Das Wichtigste in Kürze
- Dein Bruttogehalt ist die vertragliche Vergütung; das Netto ist der Betrag, der nach allen Abzügen auf deinem Konto landet.
- Die Lohnsteuer ist dein größter Abzug und richtet sich nach deiner Lohnsteuerklasse (I-VI) und der Höhe deines Einkommens.
- Die Sozialabgaben (Rente, Kranken, Pflege, Arbeitslosenversicherung) machen insgesamt ca. 21% deines Bruttogehalts aus und werden je zur Hälfte von dir und deinem Arbeitgeber getragen.
- Der Solidaritätszuschlag („Soli“) fällt seit 2021 für rund 90% aller Steuerzahler weg; die Kirchensteuer nur, wenn du Mitglied einer steuererhebenden Kirche bist.
- Bist du kinderlos und über 23 Jahre alt, zahlst du einen Zuschlag von 0,6% zur Pflegeversicherung, der allein von dir getragen wird.
- Dein Arbeitgeber ist gesetzlich verpflichtet, dir eine nachvollziehbare Abrechnung auszustellen (§ 108 GewO). Prüfe sie jeden Monat auf Fehler.
Was ist der Unterschied zwischen Brutto- und Nettogehalt?
Der Moment der Wahrheit: Die erste Lohnabrechnung flattert ins Haus und die Freude über das im Arbeitsvertrag vereinbarte Gehalt weicht der Ernüchterung. Die Zahl, die auf deinem Konto landet, ist deutlich kleiner. Willkommen in der Welt von Brutto und Netto! Damit du deine erste Lohnabrechnung verstehen kannst, ist diese Unterscheidung fundamental.
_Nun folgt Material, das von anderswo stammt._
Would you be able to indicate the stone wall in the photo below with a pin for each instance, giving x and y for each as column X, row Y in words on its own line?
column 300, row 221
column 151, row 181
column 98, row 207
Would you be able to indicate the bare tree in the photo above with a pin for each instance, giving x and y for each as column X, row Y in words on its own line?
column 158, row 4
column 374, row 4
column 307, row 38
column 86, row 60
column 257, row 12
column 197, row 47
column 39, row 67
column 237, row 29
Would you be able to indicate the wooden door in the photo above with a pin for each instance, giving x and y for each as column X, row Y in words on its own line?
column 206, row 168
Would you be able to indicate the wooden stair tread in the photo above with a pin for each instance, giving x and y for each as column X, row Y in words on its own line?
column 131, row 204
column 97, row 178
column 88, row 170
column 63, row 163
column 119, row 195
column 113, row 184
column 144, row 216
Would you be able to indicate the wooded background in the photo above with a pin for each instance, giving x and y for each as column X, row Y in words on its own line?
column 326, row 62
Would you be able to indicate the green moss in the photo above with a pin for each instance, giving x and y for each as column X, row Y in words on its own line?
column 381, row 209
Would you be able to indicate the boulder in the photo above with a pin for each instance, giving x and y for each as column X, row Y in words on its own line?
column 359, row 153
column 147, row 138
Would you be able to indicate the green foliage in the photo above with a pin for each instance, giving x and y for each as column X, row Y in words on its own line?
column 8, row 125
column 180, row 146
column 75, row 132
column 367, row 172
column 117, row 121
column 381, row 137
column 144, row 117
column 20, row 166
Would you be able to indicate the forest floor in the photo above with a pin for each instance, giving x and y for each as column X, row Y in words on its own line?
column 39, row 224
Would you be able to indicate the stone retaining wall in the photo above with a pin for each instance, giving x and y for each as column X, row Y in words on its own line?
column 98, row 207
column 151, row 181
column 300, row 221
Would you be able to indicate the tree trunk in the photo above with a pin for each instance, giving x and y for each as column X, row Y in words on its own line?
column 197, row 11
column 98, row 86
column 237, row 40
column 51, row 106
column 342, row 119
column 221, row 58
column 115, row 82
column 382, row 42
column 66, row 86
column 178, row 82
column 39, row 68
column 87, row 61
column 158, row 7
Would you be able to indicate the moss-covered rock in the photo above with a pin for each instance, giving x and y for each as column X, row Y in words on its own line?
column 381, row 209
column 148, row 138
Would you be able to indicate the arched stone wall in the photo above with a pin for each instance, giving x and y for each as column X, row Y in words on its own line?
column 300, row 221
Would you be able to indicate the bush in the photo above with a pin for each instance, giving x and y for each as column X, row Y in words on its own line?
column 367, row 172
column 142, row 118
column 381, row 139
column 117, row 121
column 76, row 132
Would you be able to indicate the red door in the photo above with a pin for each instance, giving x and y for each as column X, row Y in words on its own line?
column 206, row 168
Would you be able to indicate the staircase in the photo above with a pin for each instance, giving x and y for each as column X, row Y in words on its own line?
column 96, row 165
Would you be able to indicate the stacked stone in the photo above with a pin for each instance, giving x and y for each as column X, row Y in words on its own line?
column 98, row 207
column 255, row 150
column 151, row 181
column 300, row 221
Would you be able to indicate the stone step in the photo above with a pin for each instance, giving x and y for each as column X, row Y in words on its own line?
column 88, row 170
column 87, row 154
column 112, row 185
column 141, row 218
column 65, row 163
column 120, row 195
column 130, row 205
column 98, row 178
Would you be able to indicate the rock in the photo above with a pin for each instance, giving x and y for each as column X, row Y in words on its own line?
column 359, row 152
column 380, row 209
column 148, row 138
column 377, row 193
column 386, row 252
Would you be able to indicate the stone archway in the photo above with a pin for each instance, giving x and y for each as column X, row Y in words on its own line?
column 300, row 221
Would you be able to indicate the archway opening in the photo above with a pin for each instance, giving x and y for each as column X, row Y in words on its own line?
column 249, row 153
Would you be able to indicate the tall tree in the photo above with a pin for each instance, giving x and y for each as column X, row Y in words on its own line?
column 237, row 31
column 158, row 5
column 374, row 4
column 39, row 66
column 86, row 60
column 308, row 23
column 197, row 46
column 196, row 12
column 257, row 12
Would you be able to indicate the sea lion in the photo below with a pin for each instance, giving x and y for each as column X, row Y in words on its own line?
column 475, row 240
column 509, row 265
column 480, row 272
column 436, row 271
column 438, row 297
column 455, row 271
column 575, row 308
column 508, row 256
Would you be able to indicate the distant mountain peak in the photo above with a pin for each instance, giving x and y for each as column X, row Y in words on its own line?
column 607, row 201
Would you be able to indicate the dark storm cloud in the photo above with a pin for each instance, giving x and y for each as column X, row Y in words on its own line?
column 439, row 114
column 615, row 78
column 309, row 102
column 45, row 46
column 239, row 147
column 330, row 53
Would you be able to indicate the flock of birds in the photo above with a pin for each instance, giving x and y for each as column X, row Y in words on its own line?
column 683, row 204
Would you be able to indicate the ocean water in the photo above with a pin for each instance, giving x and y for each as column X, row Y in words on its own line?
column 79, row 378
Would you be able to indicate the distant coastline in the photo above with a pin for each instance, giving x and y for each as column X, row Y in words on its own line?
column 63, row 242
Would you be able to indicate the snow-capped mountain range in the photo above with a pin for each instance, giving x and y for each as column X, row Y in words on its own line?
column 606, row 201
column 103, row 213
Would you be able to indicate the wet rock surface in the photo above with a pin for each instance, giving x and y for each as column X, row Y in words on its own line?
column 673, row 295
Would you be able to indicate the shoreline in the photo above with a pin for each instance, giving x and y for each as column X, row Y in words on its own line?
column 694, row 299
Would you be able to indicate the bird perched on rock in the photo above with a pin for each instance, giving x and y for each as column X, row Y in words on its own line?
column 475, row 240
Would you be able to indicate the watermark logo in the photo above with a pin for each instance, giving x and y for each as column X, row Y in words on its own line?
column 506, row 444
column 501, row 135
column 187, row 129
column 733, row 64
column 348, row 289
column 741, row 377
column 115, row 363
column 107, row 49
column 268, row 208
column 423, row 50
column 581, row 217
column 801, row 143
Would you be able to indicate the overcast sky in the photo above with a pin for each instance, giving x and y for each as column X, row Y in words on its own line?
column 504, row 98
Das Bruttogehalt ist dein Gehalt vor jeglichen Abzügen. Es ist die Summe, die du mit deinem Arbeitgeber verhandelt hast und die in deinem Arbeitsvertrag steht. Sie bildet die Berechnungsgrundlage für alle Steuern und Sozialabgaben.
Das Nettogehalt (auch Auszahlungsbetrag genannt) ist das, was nach Abzug aller gesetzlichen Posten übrig bleibt und dir tatsächlich überwiesen wird. Es ist quasi dein „Gehalt zum Ausgeben“.
Dein Arbeitgeber ist nicht nur berechtigt, sondern sogar verpflichtet, diese Abzüge direkt von deinem Lohn einzubehalten und an die entsprechenden Stellen – Finanzamt und Sozialversicherungsträger – abzuführen. Die genaue Zusammensetzung dieser Abzüge muss er dir in einer schriftlichen Abrechnung darlegen. Das regelt § 108 der Gewerbeordnung (GewO). Diese Abrechnung ist kein optionaler Service, sondern dein gutes Recht. Sie ist das wichtigste Dokument, um deine Finanzen nachzuvollziehen und zum Beispiel für eine spätere Steuererklärung aufzubewahren.
Welche Steuern werden von meinem Gehalt abgezogen?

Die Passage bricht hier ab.